In August 2012, what was believed to be the skeleton of King Richard III of England was discovered under a car park in Leicester. After initial excitement among historians, followed by questions around the authenticity of the bones and much media attention, the remains have been confirmed as the late king’s and are being returned to Leicester Cathedral for reburial on Sunday 22 March. We talk to British composers Judith Weir and Judith Bingham about being asked to write music for this historic event.
As a composer, how do you prepare yourself to write music for an event like this?
Judith Bingham (JB): I’ve written a lot of church music, but this commission gives the word ‘unique’ a whole new meaning. There have been no reinterments of a Medieval monarchs before, so a whole new service has been created – the music really has to fit with that.
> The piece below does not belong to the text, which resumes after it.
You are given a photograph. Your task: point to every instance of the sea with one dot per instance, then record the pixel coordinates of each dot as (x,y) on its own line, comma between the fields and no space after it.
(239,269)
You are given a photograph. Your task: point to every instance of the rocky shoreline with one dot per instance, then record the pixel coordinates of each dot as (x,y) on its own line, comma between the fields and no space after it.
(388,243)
It’s an extraordinary event with a lot of people invested in it, which adds a bit of pressure. I felt it was important to evoke two moods: solemnity, because the piece is going to be played as Richard III’s coffin is carried to the tomb, and a heartbroken quality to reflect how he was killed and how his contemporaries would have grieved over his death.
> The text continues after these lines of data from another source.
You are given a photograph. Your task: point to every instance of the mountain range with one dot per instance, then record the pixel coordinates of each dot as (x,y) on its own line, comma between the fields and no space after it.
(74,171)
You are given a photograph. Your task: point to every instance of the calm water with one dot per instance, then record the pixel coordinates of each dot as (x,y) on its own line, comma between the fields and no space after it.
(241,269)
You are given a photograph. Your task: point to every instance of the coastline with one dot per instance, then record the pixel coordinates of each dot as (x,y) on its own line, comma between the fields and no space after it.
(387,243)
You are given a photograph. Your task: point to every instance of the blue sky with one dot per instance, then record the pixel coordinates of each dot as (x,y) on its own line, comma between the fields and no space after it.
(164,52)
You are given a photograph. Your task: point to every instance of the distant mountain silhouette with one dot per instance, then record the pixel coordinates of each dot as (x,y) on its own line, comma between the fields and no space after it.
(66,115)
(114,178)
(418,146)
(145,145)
What style have you composed the music in?
JB: I didn’t want to write a Medieval pastiche so the work feels very contemporary. I’m writing a choral piece and have tried to pick texts that get to the heart of how Richard III thought and felt. When I was talking to Chris Johns, the director of music at Leicester Cathedral, one of the things we felt the service should reflect is both similarities and differences between now and the 15th century. An obvious difference is the inclusion of music written by female composers – that’s a very 21st-century thing. At the same time, Richard III is known to have had books written by female saints and mystics so there was a link with women at that time. I came across a 13th-century book by a German saint called The Book of Ghostly Grace, which was a best-seller at the time – everybody had it in different translations – and I took an extract from that. I also took text from a psalm about bones being broken to reference the fact that there are just these few bones left, as well as an epitaph of a knight who was actually at Bosworth.
Judith Weir (JW): I’ve been asked to write a short fanfare that’ll lead into the National Anthem. My biggest consideration was how to write something that leads into an 18th-century anthem – I would have been really interested to write a piece that borrowed from the 15th-century but that woudn’t have made a good transition. So I would say my fanfare is not period specific. They originally offered me military trumpets but I thought horns had a suitably melancholy, noble tinge. My contribution is tiny really – it could almost not be called a composition!
What have you learned about the history surrounding Richard III through this commission?
JW: I am ashamed to say my knowledge is still so minimal. I always found the Wars of the Roses a bit confusing when I was at school and it hasn’t got any better. I think what I most enjoyed was visiting Leicester, which is a city I have worked in occasionally before. Seeing what this event might mean for the city is wonderful – it’s allowed them to do some fantastic work on the cathedral.
JB: Like Judith says, it’s a huge thing for Leicester Cathedral. The good thing about the funeral not going to York Minster is that it’s such a massive place and the tomb would have been swallowed up there, where as at Leicester it has been given a really prominent place. I think it’s going to bring a lot of visitors to the city.
Why do you think the story of Richard III – including the latest chapter in which his bones were found – has captured the public imagination so vivdly?
JW: That’s a good question. It really has. Of course, there is the famous Shakespeare play and Leicester is just a real stand out historical place. I think that has added to the legend we all know. Apart from that, it does become absolutely about the culmination of the Wars of the Roses and how after that things were quite different leading into the Tudor period. This event puts that whole era to bed in a very spectacular way.